Este deveria ser, em todas as universidades do mundo, o Ano de Diderot.
Em outubro fará 300 anos de nascimento do pensador que, mais do que qualquer
outro de seus contemporâneos, acendeu as velas do Iluminismo e ajudou a dar
autonomia à razão dos homens. Diderot morreu cinco anos antes da Revolução
Francesa. Sem ele, ela teria sido inviável.
Mauro Santayana
Voltar a Diderot não é fuga de cronista político de atualidades, entediado, como tantos outros que sofrem com a mediocridade de nossos tempos chochos, mas convite à reflexão. Estamos em pausa, não obstante a turbulência aparente. A História cochila no mormaço de uma tarde que se alonga, enquanto as universidades, as grandes editoras de livros, e o meio estridente da internet – em que ainda se depositam esperanças – se encontram, a cada dia mais, sob o domínio das instituições financeiras. A moeda, ficção útil à sociedade dos homens, se tornou, manipulada por seus guardiões, instrumento de dissimulada tirania. E essa tirania limita a liberdade de pensar e de criar.

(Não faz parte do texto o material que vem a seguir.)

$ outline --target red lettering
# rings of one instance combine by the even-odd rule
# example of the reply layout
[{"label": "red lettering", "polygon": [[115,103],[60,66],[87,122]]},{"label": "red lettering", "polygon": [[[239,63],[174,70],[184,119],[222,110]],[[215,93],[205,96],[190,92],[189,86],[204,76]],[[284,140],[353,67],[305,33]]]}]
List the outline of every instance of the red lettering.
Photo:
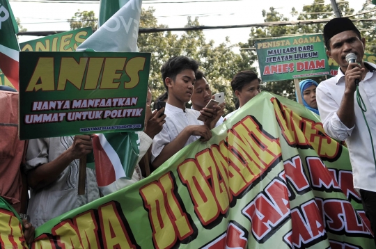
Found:
[{"label": "red lettering", "polygon": [[[325,234],[322,220],[314,200],[301,205],[303,215],[298,209],[291,211],[292,242],[297,248],[307,244]],[[303,216],[304,218],[303,218]]]},{"label": "red lettering", "polygon": [[355,198],[359,201],[361,200],[361,198],[358,193],[354,189],[354,184],[352,184],[352,172],[340,170],[339,172],[339,186],[342,192],[345,193],[347,200],[350,200],[351,198]]},{"label": "red lettering", "polygon": [[272,72],[270,72],[270,67],[268,65],[266,65],[264,68],[264,74],[263,75],[269,75],[272,74]]},{"label": "red lettering", "polygon": [[319,157],[306,157],[306,160],[313,188],[340,188],[337,182],[333,179],[329,170]]},{"label": "red lettering", "polygon": [[300,72],[304,70],[304,63],[301,61],[297,62],[297,71]]},{"label": "red lettering", "polygon": [[316,60],[316,68],[325,68],[325,60]]},{"label": "red lettering", "polygon": [[290,214],[288,193],[284,183],[274,179],[265,188],[265,193],[268,198],[260,193],[242,211],[252,223],[252,233],[260,241],[267,239],[268,234],[272,235]]},{"label": "red lettering", "polygon": [[299,156],[292,158],[291,161],[285,161],[283,162],[283,166],[286,177],[291,182],[298,193],[310,188],[309,183],[304,174],[301,159]]}]

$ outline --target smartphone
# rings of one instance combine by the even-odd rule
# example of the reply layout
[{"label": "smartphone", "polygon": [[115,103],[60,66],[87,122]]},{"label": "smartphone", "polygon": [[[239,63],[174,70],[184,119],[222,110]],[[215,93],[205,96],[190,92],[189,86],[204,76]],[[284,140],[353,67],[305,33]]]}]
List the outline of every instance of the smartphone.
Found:
[{"label": "smartphone", "polygon": [[207,103],[207,104],[206,105],[206,106],[205,106],[205,108],[213,108],[213,106],[214,104],[218,106],[219,104],[220,103],[218,100],[210,99],[210,101],[209,102],[209,103]]},{"label": "smartphone", "polygon": [[[163,107],[166,108],[166,102],[164,102],[164,101],[158,100],[158,102],[157,102],[157,111],[159,111]],[[159,118],[163,116],[164,115],[164,110],[163,111],[163,112],[159,115]]]},{"label": "smartphone", "polygon": [[[214,99],[210,99],[210,101],[209,102],[209,103],[207,103],[207,104],[206,105],[206,106],[205,106],[205,108],[213,108],[213,106],[214,105],[217,105],[218,106],[219,104],[219,102],[217,102],[217,100],[214,100]],[[200,121],[204,121],[204,118],[203,117],[202,115],[200,114],[200,115],[198,116],[198,118],[197,118],[197,120],[200,120]]]},{"label": "smartphone", "polygon": [[219,93],[214,94],[214,100],[217,100],[219,104],[222,104],[224,102],[224,93]]}]

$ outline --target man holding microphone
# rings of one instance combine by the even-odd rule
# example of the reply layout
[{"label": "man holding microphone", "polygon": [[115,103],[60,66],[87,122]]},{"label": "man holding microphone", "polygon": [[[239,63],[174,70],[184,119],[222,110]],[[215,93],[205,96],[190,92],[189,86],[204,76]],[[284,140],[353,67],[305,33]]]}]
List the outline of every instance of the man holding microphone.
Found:
[{"label": "man holding microphone", "polygon": [[[366,40],[348,18],[334,18],[324,27],[327,54],[338,65],[338,74],[319,84],[316,98],[327,134],[346,140],[352,166],[354,187],[376,232],[376,165],[373,147],[362,111],[357,102],[357,86],[367,111],[364,113],[376,141],[376,65],[364,63]],[[354,55],[349,55],[352,53]],[[346,60],[347,57],[347,60]],[[349,59],[352,57],[353,59]]]}]

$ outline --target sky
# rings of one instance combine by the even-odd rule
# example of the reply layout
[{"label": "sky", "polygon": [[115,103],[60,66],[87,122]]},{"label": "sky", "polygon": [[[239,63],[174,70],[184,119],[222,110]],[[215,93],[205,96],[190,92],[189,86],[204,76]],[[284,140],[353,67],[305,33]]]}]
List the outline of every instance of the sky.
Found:
[{"label": "sky", "polygon": [[[198,17],[201,25],[224,26],[240,25],[264,22],[262,11],[268,10],[273,6],[291,19],[290,13],[292,7],[301,11],[304,5],[308,5],[313,0],[154,0],[155,2],[180,1],[180,3],[143,3],[142,7],[155,9],[155,15],[159,24],[169,27],[183,27],[187,22],[187,16]],[[151,0],[146,1],[150,2]],[[206,1],[206,2],[203,2]],[[209,1],[209,2],[208,2]],[[324,0],[330,3],[329,0]],[[348,0],[350,8],[355,11],[361,9],[365,2],[359,0]],[[99,16],[99,1],[80,1],[81,3],[72,2],[49,3],[44,0],[9,0],[13,13],[21,20],[21,24],[28,31],[68,31],[67,19],[71,18],[79,9],[93,10]],[[228,36],[230,43],[246,42],[249,37],[251,28],[205,30],[207,40],[214,40],[216,45],[226,40]],[[180,34],[181,32],[176,32]],[[19,36],[19,42],[23,42],[40,37]]]}]

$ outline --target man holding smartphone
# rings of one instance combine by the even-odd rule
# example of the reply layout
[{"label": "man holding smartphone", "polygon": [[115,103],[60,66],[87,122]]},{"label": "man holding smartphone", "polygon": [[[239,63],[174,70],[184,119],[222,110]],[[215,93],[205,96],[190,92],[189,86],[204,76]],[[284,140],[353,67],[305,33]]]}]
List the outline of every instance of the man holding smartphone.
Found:
[{"label": "man holding smartphone", "polygon": [[[201,71],[198,70],[196,73],[194,90],[191,98],[191,101],[192,102],[191,109],[198,111],[201,111],[207,105],[212,97],[212,90],[210,90],[210,86],[207,83],[206,77]],[[220,93],[214,95],[214,99],[217,101],[219,104],[221,104],[224,101],[224,93]],[[224,122],[224,118],[222,117],[224,114],[224,104],[218,112],[217,118],[213,121],[216,127],[222,124]]]},{"label": "man holding smartphone", "polygon": [[[204,108],[200,112],[185,107],[194,92],[198,68],[196,61],[185,56],[173,57],[161,68],[169,97],[164,111],[166,123],[152,142],[151,161],[155,168],[197,139],[205,142],[212,137],[212,122],[220,107]],[[204,122],[197,120],[200,115]]]}]

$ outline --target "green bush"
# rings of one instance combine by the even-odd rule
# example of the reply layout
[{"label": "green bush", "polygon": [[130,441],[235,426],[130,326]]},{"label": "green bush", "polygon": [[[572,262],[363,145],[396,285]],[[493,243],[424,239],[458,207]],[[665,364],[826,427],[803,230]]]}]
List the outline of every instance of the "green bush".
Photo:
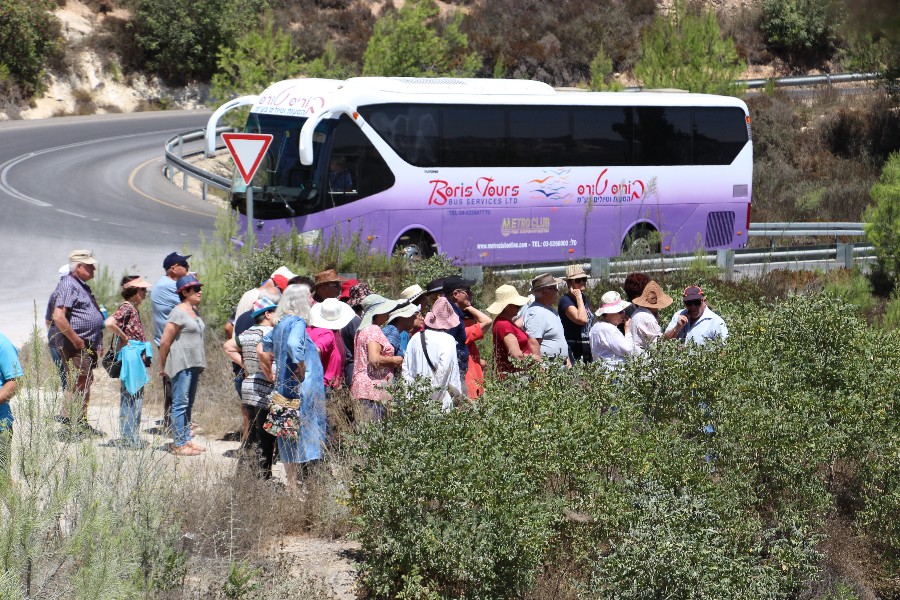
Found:
[{"label": "green bush", "polygon": [[871,190],[872,202],[864,215],[866,237],[875,246],[884,270],[900,276],[900,152],[884,165]]},{"label": "green bush", "polygon": [[733,82],[745,65],[711,10],[696,13],[676,1],[671,14],[657,16],[644,32],[641,50],[634,74],[645,87],[742,94]]},{"label": "green bush", "polygon": [[55,9],[52,0],[0,0],[0,91],[10,87],[4,79],[26,97],[40,91],[47,62],[61,51]]},{"label": "green bush", "polygon": [[131,23],[144,66],[171,83],[208,81],[219,49],[256,23],[265,0],[137,0]]},{"label": "green bush", "polygon": [[763,0],[760,27],[766,42],[792,60],[828,60],[840,15],[831,0]]},{"label": "green bush", "polygon": [[415,0],[378,20],[363,55],[364,75],[394,77],[471,77],[481,58],[469,51],[460,32],[462,14],[455,12],[435,28],[434,0]]},{"label": "green bush", "polygon": [[661,344],[615,375],[537,368],[447,414],[398,388],[357,440],[366,589],[519,597],[553,563],[585,598],[796,597],[835,464],[871,465],[860,523],[895,548],[900,340],[828,294],[716,309],[725,345]]}]

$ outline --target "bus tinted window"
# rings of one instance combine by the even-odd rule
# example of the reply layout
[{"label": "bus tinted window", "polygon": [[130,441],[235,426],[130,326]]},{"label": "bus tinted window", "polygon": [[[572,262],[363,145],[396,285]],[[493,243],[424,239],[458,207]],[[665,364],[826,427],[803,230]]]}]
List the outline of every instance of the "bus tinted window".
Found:
[{"label": "bus tinted window", "polygon": [[347,204],[394,185],[394,174],[387,163],[350,117],[341,115],[333,136],[327,189],[334,205]]},{"label": "bus tinted window", "polygon": [[694,109],[695,165],[730,165],[746,143],[747,121],[741,109]]},{"label": "bus tinted window", "polygon": [[509,109],[510,167],[564,165],[571,141],[566,108]]},{"label": "bus tinted window", "polygon": [[365,119],[406,162],[420,167],[438,164],[439,112],[430,106],[382,104],[364,111]]},{"label": "bus tinted window", "polygon": [[506,109],[443,109],[442,167],[505,167]]},{"label": "bus tinted window", "polygon": [[692,164],[690,108],[641,106],[634,111],[634,164]]},{"label": "bus tinted window", "polygon": [[573,108],[569,165],[630,165],[631,129],[631,108]]}]

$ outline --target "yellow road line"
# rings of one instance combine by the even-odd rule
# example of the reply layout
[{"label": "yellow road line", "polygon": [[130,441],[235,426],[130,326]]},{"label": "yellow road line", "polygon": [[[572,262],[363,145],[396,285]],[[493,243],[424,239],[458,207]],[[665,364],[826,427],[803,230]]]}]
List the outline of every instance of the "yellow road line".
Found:
[{"label": "yellow road line", "polygon": [[189,212],[189,213],[193,213],[195,215],[200,215],[201,217],[209,217],[210,219],[215,219],[215,215],[211,215],[209,213],[202,213],[202,212],[199,212],[196,210],[191,210],[190,208],[185,208],[183,206],[178,206],[176,204],[172,204],[171,202],[166,202],[165,200],[161,200],[159,198],[155,198],[155,197],[151,196],[150,194],[146,194],[137,188],[137,186],[134,184],[134,178],[137,176],[138,172],[141,169],[143,169],[144,167],[146,167],[147,165],[149,165],[150,163],[161,161],[161,160],[162,160],[161,158],[151,158],[150,160],[143,162],[143,163],[139,164],[138,166],[136,166],[134,168],[134,170],[131,171],[131,174],[128,176],[128,187],[130,187],[135,193],[140,194],[147,200],[152,200],[153,202],[162,204],[163,206],[168,206],[169,208],[174,208],[176,210],[183,210],[184,212]]}]

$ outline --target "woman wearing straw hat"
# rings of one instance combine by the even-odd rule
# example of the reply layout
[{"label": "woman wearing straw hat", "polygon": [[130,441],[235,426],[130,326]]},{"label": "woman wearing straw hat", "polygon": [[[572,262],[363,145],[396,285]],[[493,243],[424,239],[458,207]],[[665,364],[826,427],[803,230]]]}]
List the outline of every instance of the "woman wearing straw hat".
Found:
[{"label": "woman wearing straw hat", "polygon": [[347,352],[344,350],[340,330],[355,316],[352,308],[335,298],[326,298],[309,311],[309,327],[306,331],[319,349],[325,368],[326,391],[337,389],[343,383]]},{"label": "woman wearing straw hat", "polygon": [[384,407],[391,395],[384,387],[394,377],[394,369],[403,358],[394,355],[394,347],[384,336],[381,326],[388,314],[397,308],[395,300],[369,294],[363,300],[363,316],[353,342],[353,382],[350,397],[359,400],[376,420],[384,418]]},{"label": "woman wearing straw hat", "polygon": [[[591,354],[594,360],[602,361],[609,369],[615,369],[629,356],[640,353],[631,337],[631,323],[625,318],[625,309],[630,302],[622,300],[619,292],[606,292],[600,297],[600,308],[596,315],[600,319],[591,328]],[[625,333],[619,331],[619,324],[625,324]]]},{"label": "woman wearing straw hat", "polygon": [[462,397],[456,338],[448,333],[458,326],[459,315],[441,296],[425,315],[425,330],[410,338],[403,359],[403,379],[428,379],[435,388],[431,399],[440,402],[445,411],[453,408],[453,398]]},{"label": "woman wearing straw hat", "polygon": [[672,297],[651,280],[644,286],[641,295],[631,302],[636,307],[631,313],[631,336],[638,348],[648,350],[663,334],[659,326],[659,311],[672,304]]},{"label": "woman wearing straw hat", "polygon": [[541,360],[540,355],[531,353],[532,340],[528,334],[513,322],[519,309],[526,304],[528,298],[507,284],[497,288],[494,303],[487,307],[489,313],[497,315],[494,319],[494,363],[500,378],[521,370],[512,364],[511,358],[521,360],[531,356],[535,360]]},{"label": "woman wearing straw hat", "polygon": [[[118,310],[106,319],[105,323],[106,328],[116,335],[112,341],[116,353],[129,346],[137,349],[132,351],[136,351],[138,357],[141,356],[142,351],[145,356],[152,352],[149,345],[145,346],[147,339],[138,310],[141,303],[146,300],[147,290],[150,287],[150,282],[139,275],[126,275],[122,278],[122,298],[125,299],[125,302],[119,305]],[[135,344],[131,344],[132,341]],[[119,380],[121,382],[119,428],[122,432],[119,443],[128,448],[140,448],[143,446],[140,424],[141,410],[144,406],[144,386],[149,381],[144,363],[141,360],[128,360],[127,362],[123,360]]]},{"label": "woman wearing straw hat", "polygon": [[325,374],[306,326],[311,301],[308,285],[289,285],[275,310],[275,328],[262,340],[263,352],[274,358],[275,391],[300,400],[297,437],[282,435],[277,441],[289,489],[297,480],[297,465],[321,460],[325,447]]}]

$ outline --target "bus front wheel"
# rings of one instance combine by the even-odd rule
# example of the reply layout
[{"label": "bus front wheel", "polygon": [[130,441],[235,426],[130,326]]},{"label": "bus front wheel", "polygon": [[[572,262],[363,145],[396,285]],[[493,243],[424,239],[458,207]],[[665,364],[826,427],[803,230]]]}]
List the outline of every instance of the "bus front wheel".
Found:
[{"label": "bus front wheel", "polygon": [[434,239],[421,230],[407,231],[394,245],[394,254],[407,260],[422,260],[435,254]]},{"label": "bus front wheel", "polygon": [[636,225],[622,242],[622,254],[649,256],[661,252],[660,236],[651,225]]}]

Diderot, filho de um mestre cuteleiro de Langres, estava destinado ao
sacerdócio, de onde escapou ainda cedo. Educado pelos jesuítas, levou
algum tempo para abandonar a crença católica. Dedicou-se ao estudo das artes.
Aos 19 anos, obteve o mestrado na Universidade de Paris. Depois de breve
incursão no campo do Direito, passou a viver aleatoriamente. Dava aulas
eventuais e, como ghost writer, redigia sermões para missionários. Ao
freqüentar os cafés da moda, conheceu Rousseau, um ano mais velho, e os dois, que
se identificavam na inquietação filosófica e na sedução pessoal, tornaram-se o
centro de um grupo que daria motor ao
Iluminismo. Durante anos, ele,
Condillac e Rousseau, se reuniam para jantar e pensar em comum, no Panier
Fleuri, singular restaurante da cidade naquele tempo.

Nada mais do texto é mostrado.